Why White Male Voters Went the Other Way


Washington -- Like any other culture, that of white males is not universally shared nor supported only by white males. But those whom the shoe fits cheerfully wear it.

It is a culture like any other, with its own shared values and beloved icons: Rush Limbaugh broadcasts, Tom Clancy novels, Steven Seagal movies, commentaries by the late Lewis Grizzard, stock-car racing, heavy metal, pay-per-view Howard Stern cable TV specials, monster-truck rallies, the National Football League, National Rifle Association membership and Elvis impersonators, to name a few.

But there's more to it than that. It is a culture into which Republicans effectively tapped on November 8, enabling them to take over Congress and most of the nation's state governments. White males voted Republican 2-to-1, sparking front-page news stories and excited media commentaries about a white-male revolt. What happened?

Blaming it on racism or sexism, as some sore losers were quick to do, misses the point. People vote their interests. When the interests of women, minorities and white males coincide, they put personal prejudices aside and vote in common. When interests and attitudes diverge, so do voting patterns.

In the 1960s, when the nation's economy was humming along, it was easier for working-class and middle-class white men to allow that, yes, women and minorities deserve a break after all those years of abuse. But then the same calamity that famously divided black Americans between a new upwardly mobile middle class and a new downwardly mobile "underclass" spread to the general population, damping the sympathies of mainstream whites to the plight of poor folks.

White men have good reasons to feel angry, and they aren't alone. Corporate downsizing, international labor-market competition and the coming of the "information age" have eroded America's high-pay-low-skill jobs. Blue-collar white men with no more than high school diplomas have seen their incomes in real dollars decline. Higher-skilled "new collars" and middle managers are experiencing job insecurity and seeing their children graduate from college only to be lucky to find a minimum-wage job at a local shopping mall.

With male pride evaporating (Oh, how we men do link our sense of self-worth to our work) along with employment security, many white men understandably vent their anger at Washington. But, once angered, many white male voters have been distracted by scapegoats, instead of focusing on the true source of their misery, changing economics.

Women and minorities, insulated by the gains many have made thanks to help from (conservatives would say "dependency on") government, gave most of their votes to Democrats again in November. White men, stoked by demagogic politicians and talk-show hosts, have been encouraged to feel increasingly like "disempowered," put-upon victims, whose problems can be blamed on other groups.

It's an old story. For centuries, poor Southern whites put up with the lowest standard of living in exchange for the right to drink from separate water fountains from black people. When the politically realistic President Lyndon B. Johnson signed away that privilege with the Civil Rights Act of 1964, he boldly declared that he had just signed away the Southern vote from his party for a generation.

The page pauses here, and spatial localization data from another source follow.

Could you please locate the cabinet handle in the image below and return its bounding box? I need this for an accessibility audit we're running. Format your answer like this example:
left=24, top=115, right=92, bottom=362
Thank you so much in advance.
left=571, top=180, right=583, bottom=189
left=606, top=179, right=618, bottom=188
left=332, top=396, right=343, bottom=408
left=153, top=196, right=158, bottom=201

It has been longer than that. Conservative Republicans have found new paper threats to enrage white malehood, including illegal immigrants, welfare mothers, Limbaugh's "feminazis" and an ever-widening circle of exaggerated definitions for "liberals."

Thus, House Speaker Newt Gingrich's victorious GOP, more mindful of votes than the nation's financial future, promises conspicuously to slash Aid to Families With Dependent Children (a $16 billion price tag in 1993) but to leave the much larger and vexing matter of Social Security ($302 billion) untouched until, oh, sometime after the 1996 elections. Or maybe sometime in the next century. Why? One constituency votes, the other doesn't. Frugal Newt knows.

"Me, too," says a shell-shocked President Clinton to an ill-advised tax cut. So much for his highly successful, if under-appreciated, deficit-reduction package. With the economy humming along again, polls show more voters prefer deficit reduction than support a tax cut.

In 1992, white males split their votes about evenly for Mr. Clinton, whose centrist stance scored better with white voters than any other Democrat since Johnson in 1964. Mr. Clinton spoke effectively to the way structural changes in the domestic and global economy have buffeted America's middle class, "people who work hard and play by the rules" since the early 1970s.

I wrote then that he was "the first Democrat since Robert F. Kennedy in 1968 to bring the Bubbas, the Brothers and the Bunkers together." (That's Southern whites, urban blacks and Northern ethnics, if you're not quite following my wit.)

Now, at a time when white men are telling focus groups that they appreciate politicians with backbone, the president's seems to have turned to mush. If ever there was a chance for him to show some spine, this is it. He has little left to lose.

Clarence Page is a syndicated columnist.